Many lactating animals (e.g., mice, rats, prairie voles, hamsters, lions, domestic cats, rabbits, squirrels, and domestic sheep) are more aggressive than their non-lactating peers. In animals, lactation increases aggressive behavior, and reduces physiological responses to stress. This makes sense because for many animal, and even humans until 100 years ago, many infants didn't survive. Lactation is a way for the mother's body to know that there is an infant to still take care of. However, humans have built societies and homes, invented seatbelts, and established food protection standards. So, it remains to be documented whether human women become more aggressive after having a baby, and what physiological processes support this change in behavior.

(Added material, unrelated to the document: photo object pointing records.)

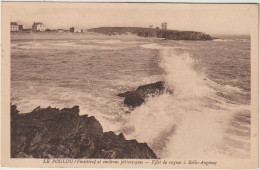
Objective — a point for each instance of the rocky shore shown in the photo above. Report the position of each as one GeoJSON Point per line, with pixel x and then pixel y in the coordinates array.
{"type": "Point", "coordinates": [54, 133]}
{"type": "Point", "coordinates": [137, 97]}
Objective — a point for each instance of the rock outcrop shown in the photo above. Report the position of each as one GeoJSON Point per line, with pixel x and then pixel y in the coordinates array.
{"type": "Point", "coordinates": [152, 32]}
{"type": "Point", "coordinates": [54, 133]}
{"type": "Point", "coordinates": [137, 97]}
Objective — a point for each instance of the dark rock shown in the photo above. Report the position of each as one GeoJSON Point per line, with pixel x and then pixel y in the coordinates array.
{"type": "Point", "coordinates": [53, 133]}
{"type": "Point", "coordinates": [137, 97]}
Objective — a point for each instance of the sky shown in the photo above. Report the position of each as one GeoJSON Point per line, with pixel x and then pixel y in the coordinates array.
{"type": "Point", "coordinates": [208, 18]}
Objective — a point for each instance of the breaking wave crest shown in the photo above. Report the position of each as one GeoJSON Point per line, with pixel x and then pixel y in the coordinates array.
{"type": "Point", "coordinates": [195, 121]}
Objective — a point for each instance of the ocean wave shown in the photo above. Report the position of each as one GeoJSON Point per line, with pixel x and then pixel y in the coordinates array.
{"type": "Point", "coordinates": [193, 121]}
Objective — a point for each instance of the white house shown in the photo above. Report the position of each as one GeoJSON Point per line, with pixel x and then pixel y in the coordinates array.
{"type": "Point", "coordinates": [14, 27]}
{"type": "Point", "coordinates": [38, 26]}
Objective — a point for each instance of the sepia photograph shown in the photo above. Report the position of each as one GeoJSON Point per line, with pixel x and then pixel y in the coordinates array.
{"type": "Point", "coordinates": [157, 85]}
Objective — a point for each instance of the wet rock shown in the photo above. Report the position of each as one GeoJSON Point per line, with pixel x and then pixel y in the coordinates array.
{"type": "Point", "coordinates": [53, 133]}
{"type": "Point", "coordinates": [137, 97]}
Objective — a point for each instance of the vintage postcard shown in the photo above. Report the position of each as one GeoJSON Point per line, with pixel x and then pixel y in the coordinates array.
{"type": "Point", "coordinates": [129, 85]}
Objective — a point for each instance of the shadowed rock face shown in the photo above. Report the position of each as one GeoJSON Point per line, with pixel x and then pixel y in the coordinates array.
{"type": "Point", "coordinates": [54, 133]}
{"type": "Point", "coordinates": [137, 97]}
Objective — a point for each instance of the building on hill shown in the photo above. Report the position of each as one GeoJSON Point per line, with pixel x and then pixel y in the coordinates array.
{"type": "Point", "coordinates": [20, 27]}
{"type": "Point", "coordinates": [14, 27]}
{"type": "Point", "coordinates": [164, 26]}
{"type": "Point", "coordinates": [74, 29]}
{"type": "Point", "coordinates": [38, 26]}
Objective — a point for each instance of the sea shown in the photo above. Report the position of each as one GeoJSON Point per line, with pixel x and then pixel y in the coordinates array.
{"type": "Point", "coordinates": [208, 116]}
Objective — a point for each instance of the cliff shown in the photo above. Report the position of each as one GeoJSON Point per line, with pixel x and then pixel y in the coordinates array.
{"type": "Point", "coordinates": [151, 32]}
{"type": "Point", "coordinates": [55, 133]}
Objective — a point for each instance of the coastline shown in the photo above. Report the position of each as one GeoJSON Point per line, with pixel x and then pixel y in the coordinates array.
{"type": "Point", "coordinates": [54, 133]}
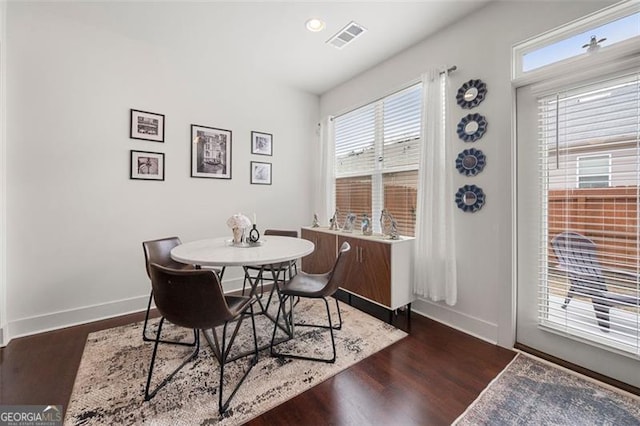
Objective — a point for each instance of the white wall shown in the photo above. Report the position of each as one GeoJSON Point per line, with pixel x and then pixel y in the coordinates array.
{"type": "Point", "coordinates": [480, 46]}
{"type": "Point", "coordinates": [75, 219]}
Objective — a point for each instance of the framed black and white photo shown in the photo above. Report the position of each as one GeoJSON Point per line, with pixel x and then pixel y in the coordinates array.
{"type": "Point", "coordinates": [260, 173]}
{"type": "Point", "coordinates": [147, 165]}
{"type": "Point", "coordinates": [210, 152]}
{"type": "Point", "coordinates": [261, 143]}
{"type": "Point", "coordinates": [147, 126]}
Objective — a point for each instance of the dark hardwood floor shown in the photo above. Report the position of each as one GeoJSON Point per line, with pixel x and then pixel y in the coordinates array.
{"type": "Point", "coordinates": [429, 377]}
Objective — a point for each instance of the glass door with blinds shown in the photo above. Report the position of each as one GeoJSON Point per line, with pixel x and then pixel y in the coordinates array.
{"type": "Point", "coordinates": [376, 160]}
{"type": "Point", "coordinates": [578, 199]}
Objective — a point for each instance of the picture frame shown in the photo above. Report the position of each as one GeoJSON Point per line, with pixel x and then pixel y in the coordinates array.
{"type": "Point", "coordinates": [147, 165]}
{"type": "Point", "coordinates": [210, 152]}
{"type": "Point", "coordinates": [261, 143]}
{"type": "Point", "coordinates": [147, 126]}
{"type": "Point", "coordinates": [260, 173]}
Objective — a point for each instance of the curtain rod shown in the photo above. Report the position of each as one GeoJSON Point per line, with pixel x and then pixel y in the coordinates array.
{"type": "Point", "coordinates": [411, 83]}
{"type": "Point", "coordinates": [453, 68]}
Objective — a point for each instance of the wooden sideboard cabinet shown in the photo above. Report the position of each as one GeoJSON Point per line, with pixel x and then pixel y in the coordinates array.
{"type": "Point", "coordinates": [380, 270]}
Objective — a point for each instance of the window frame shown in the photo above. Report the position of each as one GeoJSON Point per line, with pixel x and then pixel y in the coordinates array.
{"type": "Point", "coordinates": [596, 19]}
{"type": "Point", "coordinates": [378, 171]}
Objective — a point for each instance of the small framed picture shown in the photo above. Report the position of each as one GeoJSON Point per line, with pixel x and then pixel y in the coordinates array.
{"type": "Point", "coordinates": [210, 152]}
{"type": "Point", "coordinates": [261, 143]}
{"type": "Point", "coordinates": [147, 165]}
{"type": "Point", "coordinates": [147, 126]}
{"type": "Point", "coordinates": [260, 173]}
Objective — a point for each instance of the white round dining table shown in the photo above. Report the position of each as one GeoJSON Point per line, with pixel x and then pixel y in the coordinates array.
{"type": "Point", "coordinates": [221, 252]}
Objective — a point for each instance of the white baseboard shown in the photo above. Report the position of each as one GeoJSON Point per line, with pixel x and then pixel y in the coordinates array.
{"type": "Point", "coordinates": [83, 315]}
{"type": "Point", "coordinates": [476, 327]}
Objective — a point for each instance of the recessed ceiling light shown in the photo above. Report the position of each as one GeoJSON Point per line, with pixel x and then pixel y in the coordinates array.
{"type": "Point", "coordinates": [315, 25]}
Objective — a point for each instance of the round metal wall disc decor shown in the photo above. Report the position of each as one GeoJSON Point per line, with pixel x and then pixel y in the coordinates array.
{"type": "Point", "coordinates": [470, 162]}
{"type": "Point", "coordinates": [471, 94]}
{"type": "Point", "coordinates": [470, 198]}
{"type": "Point", "coordinates": [472, 127]}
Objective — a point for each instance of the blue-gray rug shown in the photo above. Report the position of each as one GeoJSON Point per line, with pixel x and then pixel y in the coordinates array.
{"type": "Point", "coordinates": [532, 392]}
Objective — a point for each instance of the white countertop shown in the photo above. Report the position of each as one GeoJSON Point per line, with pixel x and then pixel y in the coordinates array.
{"type": "Point", "coordinates": [221, 252]}
{"type": "Point", "coordinates": [358, 234]}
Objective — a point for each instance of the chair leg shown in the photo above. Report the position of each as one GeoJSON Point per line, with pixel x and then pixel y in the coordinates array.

To answer this question, Dr. Jennifer Hahn-Holbrook, now a professor at Chapman University, and her colleagues conducted a very cool experiment to understand whether breastfeeding women are more aggressive, and whether that aggression is accounted for by reduced physiological responses to stress.

To do this, they recruited three groups of women: 20 women with infants between 3-6 months who were exclusively breast-feeding, 20 women with infants between 3-6 months who were feeding their infant a mix of breast milk and formula, and 20 women who had never had a baby. The women came to the laboratory and met what we call a “confederate.” A confederate is a person introduced to the participants as another participant, but in actuality is part of the experiment. The confederate was trained to be rude. Rude behavior involved ignoring the actual participant, chewing gum, and checking their cell phone during the experiment instructions. This was intended to cause the actual participants to make what psychologists call fundamental attribution error, or the tendency to place an undue emphasis on internal characteristics (personality) to explain someone else’s behavior in a given situation rather than considering the situation’s external factors. For example, when you cut someone off you know it’s because you are late and would otherwise miss your exit. When someone else cuts you off, it’s because they are a jerk.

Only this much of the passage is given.